Haben wir all diese Befunde zusammen, können wir unsere Patientin auf dem Boden der europäischen Guidelines der ESGO/ESTRO/ESP in eine der vier Risikogruppen low, intermediate, high-intermediate und high einteilen und in der Tumorkonferenz eine Therapieempfehlung treffen. Wenn wir diese mit der Patientin besprechen, sollten wir aber offen kommunizieren, dass es sich bei den Daten zur molekularen Klassifikation bisher um retrospektive Analysen handelt. Die prospektiv-randomisierten Studien, die die Therapieentscheidungen auf Basis dieser Klassifikation treffen, erwarten wir noch. Es werden uns hier in der Zukunft hoffentlich noch viele interessante Fragen beantwortet werden, die uns beispielsweise zur Therapiedeeskalation bei POLE-mutierten Patientinnen auch in höheren Tumorstadien führen könnten.
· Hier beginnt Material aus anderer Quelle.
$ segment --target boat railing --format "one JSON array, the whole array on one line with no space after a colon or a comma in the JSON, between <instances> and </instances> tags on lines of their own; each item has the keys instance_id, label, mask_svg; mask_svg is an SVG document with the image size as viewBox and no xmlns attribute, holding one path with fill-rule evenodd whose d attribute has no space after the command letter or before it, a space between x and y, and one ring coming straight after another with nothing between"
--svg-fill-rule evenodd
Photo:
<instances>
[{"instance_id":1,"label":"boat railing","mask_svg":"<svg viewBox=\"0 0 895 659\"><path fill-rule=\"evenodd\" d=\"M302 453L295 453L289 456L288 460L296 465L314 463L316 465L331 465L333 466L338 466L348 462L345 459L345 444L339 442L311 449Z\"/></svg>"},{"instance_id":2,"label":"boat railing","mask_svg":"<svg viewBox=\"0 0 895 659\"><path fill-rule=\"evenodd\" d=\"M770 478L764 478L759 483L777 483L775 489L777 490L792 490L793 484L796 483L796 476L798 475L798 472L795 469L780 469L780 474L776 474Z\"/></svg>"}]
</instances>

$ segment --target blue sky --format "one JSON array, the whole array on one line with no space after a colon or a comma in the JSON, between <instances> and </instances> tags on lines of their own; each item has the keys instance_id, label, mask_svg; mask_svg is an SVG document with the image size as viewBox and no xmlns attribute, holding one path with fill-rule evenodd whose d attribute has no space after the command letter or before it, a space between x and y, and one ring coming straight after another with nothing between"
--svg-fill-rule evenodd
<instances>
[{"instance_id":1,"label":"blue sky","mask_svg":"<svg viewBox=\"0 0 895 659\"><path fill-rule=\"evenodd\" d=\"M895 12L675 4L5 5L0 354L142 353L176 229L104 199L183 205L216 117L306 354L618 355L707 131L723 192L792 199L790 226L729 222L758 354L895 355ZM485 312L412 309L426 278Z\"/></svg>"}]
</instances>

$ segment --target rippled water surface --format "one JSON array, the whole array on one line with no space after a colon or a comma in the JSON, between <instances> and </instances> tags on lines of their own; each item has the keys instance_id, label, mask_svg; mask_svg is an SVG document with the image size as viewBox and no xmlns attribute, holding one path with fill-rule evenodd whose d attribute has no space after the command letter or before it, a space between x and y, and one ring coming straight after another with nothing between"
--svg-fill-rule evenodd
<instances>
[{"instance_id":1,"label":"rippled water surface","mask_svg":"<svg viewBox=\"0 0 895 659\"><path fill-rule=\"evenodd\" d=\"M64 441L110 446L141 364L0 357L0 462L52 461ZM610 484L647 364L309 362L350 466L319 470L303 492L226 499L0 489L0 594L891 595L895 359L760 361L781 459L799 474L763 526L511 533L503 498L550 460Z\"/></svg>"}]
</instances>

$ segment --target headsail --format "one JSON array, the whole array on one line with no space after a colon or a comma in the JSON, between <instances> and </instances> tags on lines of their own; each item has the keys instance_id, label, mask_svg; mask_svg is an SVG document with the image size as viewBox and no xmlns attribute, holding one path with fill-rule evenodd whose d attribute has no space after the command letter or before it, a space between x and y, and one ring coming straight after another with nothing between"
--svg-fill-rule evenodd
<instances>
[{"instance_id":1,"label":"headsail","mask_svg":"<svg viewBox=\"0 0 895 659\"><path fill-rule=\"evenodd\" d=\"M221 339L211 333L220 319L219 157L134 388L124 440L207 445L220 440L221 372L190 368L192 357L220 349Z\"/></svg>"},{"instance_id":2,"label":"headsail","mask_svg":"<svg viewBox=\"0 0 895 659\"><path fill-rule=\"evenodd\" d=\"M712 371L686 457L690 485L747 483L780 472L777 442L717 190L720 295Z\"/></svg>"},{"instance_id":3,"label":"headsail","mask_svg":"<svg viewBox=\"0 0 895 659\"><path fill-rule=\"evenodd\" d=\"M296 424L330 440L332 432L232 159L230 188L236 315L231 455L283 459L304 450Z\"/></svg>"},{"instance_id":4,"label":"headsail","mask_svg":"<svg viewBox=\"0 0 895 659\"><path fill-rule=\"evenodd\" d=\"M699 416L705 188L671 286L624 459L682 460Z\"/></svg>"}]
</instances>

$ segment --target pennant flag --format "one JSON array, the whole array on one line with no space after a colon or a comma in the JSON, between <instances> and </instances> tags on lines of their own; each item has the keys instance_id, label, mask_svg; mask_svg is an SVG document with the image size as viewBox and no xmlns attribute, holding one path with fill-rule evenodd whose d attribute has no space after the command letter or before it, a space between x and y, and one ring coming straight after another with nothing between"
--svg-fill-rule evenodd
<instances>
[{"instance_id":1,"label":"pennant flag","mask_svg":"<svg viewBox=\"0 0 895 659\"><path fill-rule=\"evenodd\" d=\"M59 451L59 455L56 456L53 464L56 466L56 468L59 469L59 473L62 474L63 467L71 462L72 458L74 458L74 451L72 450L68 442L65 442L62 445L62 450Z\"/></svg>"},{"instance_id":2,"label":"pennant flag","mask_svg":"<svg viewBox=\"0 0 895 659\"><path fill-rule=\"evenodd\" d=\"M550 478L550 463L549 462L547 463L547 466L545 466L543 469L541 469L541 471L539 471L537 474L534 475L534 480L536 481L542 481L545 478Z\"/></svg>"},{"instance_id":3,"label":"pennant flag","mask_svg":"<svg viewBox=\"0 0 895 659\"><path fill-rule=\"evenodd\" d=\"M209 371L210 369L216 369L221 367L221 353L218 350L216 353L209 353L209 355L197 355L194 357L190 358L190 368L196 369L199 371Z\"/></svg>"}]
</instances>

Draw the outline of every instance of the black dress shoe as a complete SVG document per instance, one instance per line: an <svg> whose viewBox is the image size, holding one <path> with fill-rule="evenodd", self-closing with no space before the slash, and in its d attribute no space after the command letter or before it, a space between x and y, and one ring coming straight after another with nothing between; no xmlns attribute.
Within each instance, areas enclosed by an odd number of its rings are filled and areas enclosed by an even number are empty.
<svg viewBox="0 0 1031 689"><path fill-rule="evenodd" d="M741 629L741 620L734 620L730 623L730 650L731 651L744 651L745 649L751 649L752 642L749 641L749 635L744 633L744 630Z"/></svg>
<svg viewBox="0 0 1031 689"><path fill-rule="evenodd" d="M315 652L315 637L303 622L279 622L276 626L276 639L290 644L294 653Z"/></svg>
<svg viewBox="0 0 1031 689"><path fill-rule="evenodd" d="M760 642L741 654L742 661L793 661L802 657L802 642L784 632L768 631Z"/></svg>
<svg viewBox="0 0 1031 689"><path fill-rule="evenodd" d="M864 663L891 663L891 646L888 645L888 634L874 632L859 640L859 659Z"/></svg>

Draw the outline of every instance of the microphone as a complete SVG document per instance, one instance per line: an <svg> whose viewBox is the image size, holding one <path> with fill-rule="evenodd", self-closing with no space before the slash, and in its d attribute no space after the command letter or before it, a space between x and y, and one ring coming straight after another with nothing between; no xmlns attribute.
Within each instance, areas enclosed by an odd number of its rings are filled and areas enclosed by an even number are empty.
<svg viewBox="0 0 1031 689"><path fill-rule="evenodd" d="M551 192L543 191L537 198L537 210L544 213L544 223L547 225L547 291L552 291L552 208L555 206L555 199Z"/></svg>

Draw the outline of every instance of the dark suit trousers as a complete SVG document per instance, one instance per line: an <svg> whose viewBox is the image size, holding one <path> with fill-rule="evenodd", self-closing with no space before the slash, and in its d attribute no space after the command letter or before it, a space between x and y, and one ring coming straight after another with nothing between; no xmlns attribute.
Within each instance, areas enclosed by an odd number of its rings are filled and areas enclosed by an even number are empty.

Doch nicht nur die Klassifikation des Endometriumkarzinoms hat einen Wandel durchgemacht, auch die Therapie wurde in den letzten Jahren um neue Spieler erweitert. 2021 hat die EMA Dostarlimab als ersten Checkpoint-Inhibitor beim Endometriumkarzinom zugelassen. Der PD1-Antikörper kann als Monotherapie bei Patientinnen mit rezidivierten oder fortgeschrittenen MSI/dMMR-Endometriumkarzinomen nach Platinvortherapie angewendet werden. 2022 folgte mit Pembrolizumab der zweite Checkpoint-Inhibitor, der als Kombinationstherapie mit dem Tyrosinkinaseinhibitor Lenvatinib auch für Patientinnen mit mikrosatellitenstabilen Tumoren zugelassen ist. Neueste positive Daten der RUBY- und der NRG GY081-Studie werden zeitnah zur Zulassung beider Checkpoint-Inhibitoren bereits in der Firstline-Therapie des rezidivierten oder fortgeschrittenen Endometriumkarzinoms führen, dann in Kombination mit der platinhaltigen Chemotherapie.
Und es stehen bereits die nächsten Therapeutika in den Startlöchern. Positive Phase-II-Studien für die Kombination von Letrozol und Palbociclib bei ER-positiven sowie für den Einsatz von Trastuzumab bei Her2neu-positiven Endometriumkarzinomen zeigen, dass auch bei dieser Entität der Weg immer weiter hin zur individualisierten Tumortherapie führt. Ein Weg, der es uns hoffentlich erlaubt, die oben erwähnten überraschenden Rezidive zu vermeiden, indem wir die besonders gefährdeten Patientinnen früh erkennen und entsprechend therapieren, während wir wiederum anderen Patientinnen anstrengende unnötige Therapien ersparen können. Wir können mit Spannung erwarten, was uns die nächsten Jahre an Neuerungen bescheren. Eines scheint dabei jedoch sicher: Einfacher wird es wohl nicht.